1. Assume that (1,1) is lower-left corner (like on a regular chessboards).
2. Let's denote each of the "lower-left-to-upper-right" diagonals by a number $a$ such the all squares on it are of the form $(r, r+a)$ (it's probably obvious why they should be).
3. Now, assume that the rooks are placed along some of the diagonals denoted with numbers $a_1, a_2, \dots, a_m$. Let's take 4 squares on those diagonals, 2 on the one row $r_1$ and 2 on the other $r_2$: $(r_1, r_1 + a_{i1}), (r_1, r_1 + a_{i2}), (r_2, r_2 + a_{i3}), (r_2, r_2 + a_{i4})$ (we can assume that $a_{i1}<a_{i2}$ and $a_{i3}<a_{i4}$ without the loss of generality).

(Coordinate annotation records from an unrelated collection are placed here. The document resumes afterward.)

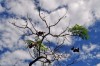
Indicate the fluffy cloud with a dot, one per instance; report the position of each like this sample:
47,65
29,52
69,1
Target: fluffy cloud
89,48
82,12
98,64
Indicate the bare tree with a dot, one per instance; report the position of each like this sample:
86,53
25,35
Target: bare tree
43,52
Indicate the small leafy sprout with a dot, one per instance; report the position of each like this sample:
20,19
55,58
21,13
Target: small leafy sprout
75,49
36,44
80,31
40,33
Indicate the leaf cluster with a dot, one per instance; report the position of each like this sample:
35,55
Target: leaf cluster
80,31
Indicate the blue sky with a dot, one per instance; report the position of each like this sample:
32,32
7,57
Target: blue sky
83,12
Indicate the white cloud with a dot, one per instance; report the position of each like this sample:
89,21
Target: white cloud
98,64
98,55
89,48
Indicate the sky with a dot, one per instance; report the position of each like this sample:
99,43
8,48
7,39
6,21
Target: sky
13,50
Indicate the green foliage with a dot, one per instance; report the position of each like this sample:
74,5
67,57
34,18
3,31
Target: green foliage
80,31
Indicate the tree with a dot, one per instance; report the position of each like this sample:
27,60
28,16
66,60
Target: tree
41,50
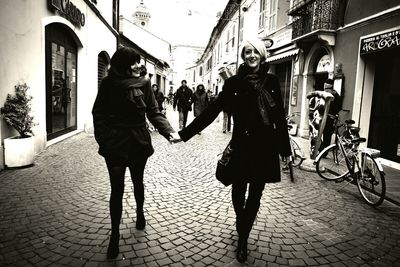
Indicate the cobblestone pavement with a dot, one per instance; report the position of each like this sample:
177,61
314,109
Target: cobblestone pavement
55,213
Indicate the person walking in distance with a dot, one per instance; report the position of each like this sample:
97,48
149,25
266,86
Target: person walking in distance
122,103
159,97
259,136
200,100
183,100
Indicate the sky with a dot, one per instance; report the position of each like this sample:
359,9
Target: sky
171,22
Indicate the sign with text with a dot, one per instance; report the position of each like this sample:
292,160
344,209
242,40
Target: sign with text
380,42
68,10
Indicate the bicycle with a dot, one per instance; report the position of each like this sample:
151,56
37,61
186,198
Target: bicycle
343,160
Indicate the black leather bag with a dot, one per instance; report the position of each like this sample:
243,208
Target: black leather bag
225,169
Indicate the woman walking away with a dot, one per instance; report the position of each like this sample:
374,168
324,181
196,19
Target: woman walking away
259,134
123,100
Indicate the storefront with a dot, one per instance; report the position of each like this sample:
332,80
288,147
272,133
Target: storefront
379,80
61,49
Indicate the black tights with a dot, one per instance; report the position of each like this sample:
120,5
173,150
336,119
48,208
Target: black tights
246,210
117,177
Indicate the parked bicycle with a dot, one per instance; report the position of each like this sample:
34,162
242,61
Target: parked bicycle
344,160
297,153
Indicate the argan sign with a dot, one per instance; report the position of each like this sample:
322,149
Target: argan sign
68,10
380,42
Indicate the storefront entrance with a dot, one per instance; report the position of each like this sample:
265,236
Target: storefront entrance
384,131
61,79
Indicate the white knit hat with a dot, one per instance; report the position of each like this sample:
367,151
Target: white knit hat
258,45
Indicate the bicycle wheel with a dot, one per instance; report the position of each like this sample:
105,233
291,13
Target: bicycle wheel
371,181
298,156
331,165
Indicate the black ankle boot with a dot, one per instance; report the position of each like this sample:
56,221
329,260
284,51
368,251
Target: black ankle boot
140,221
113,247
241,253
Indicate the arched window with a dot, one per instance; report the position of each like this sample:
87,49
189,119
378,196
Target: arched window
61,80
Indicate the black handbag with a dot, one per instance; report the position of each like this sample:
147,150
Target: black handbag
225,169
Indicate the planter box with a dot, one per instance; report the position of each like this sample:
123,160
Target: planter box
18,152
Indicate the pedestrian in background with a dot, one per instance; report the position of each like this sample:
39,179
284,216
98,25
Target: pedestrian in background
226,123
123,100
200,100
253,97
183,100
159,97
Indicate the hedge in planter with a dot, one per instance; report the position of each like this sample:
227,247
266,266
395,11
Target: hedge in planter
19,150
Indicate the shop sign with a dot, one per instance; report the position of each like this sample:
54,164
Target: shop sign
380,42
68,10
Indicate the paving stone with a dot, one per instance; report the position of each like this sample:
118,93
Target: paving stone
61,216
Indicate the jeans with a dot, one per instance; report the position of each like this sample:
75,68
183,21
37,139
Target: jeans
183,118
226,126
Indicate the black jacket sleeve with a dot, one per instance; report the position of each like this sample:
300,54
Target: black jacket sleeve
102,130
204,119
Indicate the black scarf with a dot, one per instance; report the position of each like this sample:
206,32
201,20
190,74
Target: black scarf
257,81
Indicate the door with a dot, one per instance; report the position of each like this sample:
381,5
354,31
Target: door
384,131
61,82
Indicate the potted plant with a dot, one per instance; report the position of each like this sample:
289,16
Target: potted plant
19,150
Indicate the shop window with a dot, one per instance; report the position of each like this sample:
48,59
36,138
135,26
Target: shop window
102,67
61,81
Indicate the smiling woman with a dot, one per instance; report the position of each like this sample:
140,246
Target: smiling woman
259,136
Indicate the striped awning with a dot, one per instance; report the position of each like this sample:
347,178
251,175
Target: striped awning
283,55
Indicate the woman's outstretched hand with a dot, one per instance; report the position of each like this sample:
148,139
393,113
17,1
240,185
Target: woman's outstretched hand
174,138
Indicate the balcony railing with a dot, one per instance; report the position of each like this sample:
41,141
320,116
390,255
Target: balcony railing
315,15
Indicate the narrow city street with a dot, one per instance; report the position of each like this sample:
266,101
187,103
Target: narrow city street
55,213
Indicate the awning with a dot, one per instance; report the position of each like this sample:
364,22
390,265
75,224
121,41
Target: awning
283,55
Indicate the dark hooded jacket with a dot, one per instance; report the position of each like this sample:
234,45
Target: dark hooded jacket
260,130
119,117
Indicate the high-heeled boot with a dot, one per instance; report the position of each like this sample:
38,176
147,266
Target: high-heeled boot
113,246
241,252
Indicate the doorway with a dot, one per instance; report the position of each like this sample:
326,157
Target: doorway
384,130
61,81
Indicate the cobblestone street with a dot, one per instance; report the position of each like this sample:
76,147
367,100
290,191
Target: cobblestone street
55,213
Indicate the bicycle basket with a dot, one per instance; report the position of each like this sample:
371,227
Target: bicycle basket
374,153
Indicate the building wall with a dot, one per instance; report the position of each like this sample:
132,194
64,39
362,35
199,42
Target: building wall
22,58
349,57
360,9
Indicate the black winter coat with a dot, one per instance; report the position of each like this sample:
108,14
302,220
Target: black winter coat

4. If they form a rectangle, it should be $r_1+a_{i1}=r_2+a_{i3}$ and $r_1+a_{i2}=r_2+a_{i4}$. That means that $a_{i3}-a_{i1}=a_{i4}-a_{i2}$, or $a_{i1}+a_{i4}=a_{i2}+a_{i3}$. (Note that is can be that $a_{i1}=a_{i4}$ if we form a square, but the other pairs of $a_{ij}$ cannot be equal).
5. Now comes the main idea. If we choose all $a$'s such that no (different) $a_i$, $a_j$, $a_k$, $a_l$ exist where one of the relations $a_i+a_j=a_k+a_l$ or $2a_i=a_j+a_k$ holds, we get no rectangles.
6. Now we need to choose sufficient number of $a$'s (note that a diagonal number $a$ contains $N-|a|$ rooks).
7. The following set of $a$ satisfy the requirements from 5: $\{-48, -47, -45, -41, -36, -28, -18, -4, 17, 32, 48\}$ (it's found by a simple Python script, but is likely not optimal).
8. There are 11 numbers whose absolute values sum up to 364, so the total number of rook is $11N-364$. Unfortunately, it will be greater than $8N$ if $3N>364$, or (assuming only integer values for $N$) $N\geqslant122$.